Let’s start with moving from cold countries to warm states in the most affected employment data. House prices are a useful agent for interstate migration. According to the S&P Corelogic Case-Shiller Index, the two metropolises with the weakest growth in home prices are the metropolis in Dallas and Tampa, Florida. Starting a year ago, Dallas jobs rose 1.4% in March, about half of its 2019 year-on-year, while in Tampa, it grew only 0.9%, accounting for one-third of the 2019 pace. On the other hand, the decline in immigration from the Northeast and Midwest helped explain why jobs grew more than the pre-pandemic pace in Buffalo, New York and Pittsburgh, Pennsylvania.
In theory, fewer interstate migrations should also increase the fate of the San Francisco Bay Area, a region known for being away from people with high housing costs. However, employment in the region has been declining since the pandemic peak in November 2022, coincidentally, Openai’s Chatgpt month began.
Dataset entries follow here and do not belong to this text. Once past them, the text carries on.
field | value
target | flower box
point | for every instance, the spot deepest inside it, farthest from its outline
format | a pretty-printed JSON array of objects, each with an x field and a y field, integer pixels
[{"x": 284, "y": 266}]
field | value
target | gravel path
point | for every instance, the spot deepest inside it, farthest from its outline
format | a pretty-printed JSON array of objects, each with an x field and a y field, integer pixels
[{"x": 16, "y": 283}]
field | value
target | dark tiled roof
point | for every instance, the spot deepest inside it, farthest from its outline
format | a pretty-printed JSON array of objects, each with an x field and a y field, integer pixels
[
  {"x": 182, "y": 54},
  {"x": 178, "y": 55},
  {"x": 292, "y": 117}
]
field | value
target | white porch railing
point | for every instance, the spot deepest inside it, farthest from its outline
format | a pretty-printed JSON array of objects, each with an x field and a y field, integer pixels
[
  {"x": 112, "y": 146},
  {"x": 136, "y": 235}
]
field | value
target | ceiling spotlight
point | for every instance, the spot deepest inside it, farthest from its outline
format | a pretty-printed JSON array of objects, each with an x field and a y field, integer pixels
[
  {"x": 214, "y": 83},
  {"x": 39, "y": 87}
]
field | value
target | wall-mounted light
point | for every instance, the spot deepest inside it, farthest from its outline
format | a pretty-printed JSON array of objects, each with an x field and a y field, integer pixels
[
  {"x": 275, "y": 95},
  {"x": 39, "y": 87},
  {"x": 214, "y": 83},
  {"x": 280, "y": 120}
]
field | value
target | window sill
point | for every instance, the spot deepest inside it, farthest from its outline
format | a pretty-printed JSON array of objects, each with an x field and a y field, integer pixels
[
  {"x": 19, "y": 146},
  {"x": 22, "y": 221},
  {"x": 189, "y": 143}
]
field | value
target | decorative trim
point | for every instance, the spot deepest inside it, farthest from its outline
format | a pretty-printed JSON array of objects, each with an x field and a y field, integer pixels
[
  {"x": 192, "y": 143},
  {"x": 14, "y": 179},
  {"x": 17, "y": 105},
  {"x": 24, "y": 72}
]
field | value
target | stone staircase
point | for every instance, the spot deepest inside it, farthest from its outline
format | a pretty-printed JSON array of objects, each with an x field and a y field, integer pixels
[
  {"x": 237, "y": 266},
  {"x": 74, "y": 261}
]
This boils down to tech companies that lay off jobs in 2023 and early 2024 to stay profitable after previous years of recruitment frenzy. Meta Platforms Inc., driven by the 2023 “Efficiency Year”, fell 22% year-on-year. But the elimination measures after this excitement have lagged behind – big tech companies are investing hundreds of billions of dollars in AI, while Meta’s total has grown 10% over the past year. It is therefore worth noting that employment in the country’s technological heartland continues to decline, with large-scale investments in the Gulf and fewer people leaving the region in theory.


The most likely culprit is the impact of AI on labor demand. The types of white-collar jobs narrow down the fastest jobs in the United States, including categories such as software engineers, data engineers and application engineers. Indeed, on the recruitment website, the software engineer job posting is currently lower than the jobs in spring 2020. Some of these may be due to increased efficiency in AI, while some of the declines may be due to companies that need to control their employees, which need to pile up a lot of money in advanced chips and data centers here, while another Boston knowledge rate of 5% is the range of 3. models. past year, the highest level outside of the pandemic period since 2015. The education hub may be more vulnerable than some other cities to AI adoption since the technology tends to be good at the kind of work that would typically be offered to young college graduates. These are dynamics we should expect to see, according to “From San Francisco to Savannah? The Downstream Effects of Generative AI,” a paper by researchers at Louisiana State University and Massachusetts Institute of Technology. Metropolitan areas with high education and high cost of living are most vulnerable to AI disruption. These cities have many types of jobs AI that can be replaced and cut jobs there help to reduce employee expenses faster. Authors Scott Abrahams and Frank S. Levy highlighted similarities to the 1980s, when the negative impact of automation and globalization had the greatest impact on manufacturing communities with lower education levels.

This doesn’t mean that San Francisco will become a tech rust belt – after all, the region is at the forefront of AI innovation, and even if it ends up getting less software development work, it can be replaced by different types of AI-enhanced knowledge work. Abrahams and Levy pointed out that the manufacturing shock benefits the southern United States, not just Asian exporters, but the AI ​​shock may lead to a more balanced economic development across the United States. However, this may take time, especially as interstate migration is still restricted by the dysfunctional housing market. Given our experience of manufacturing losses and signs that another labor market reordering is coming, it is time for policy makers at the local and national levels to start taking AI disruption seriously.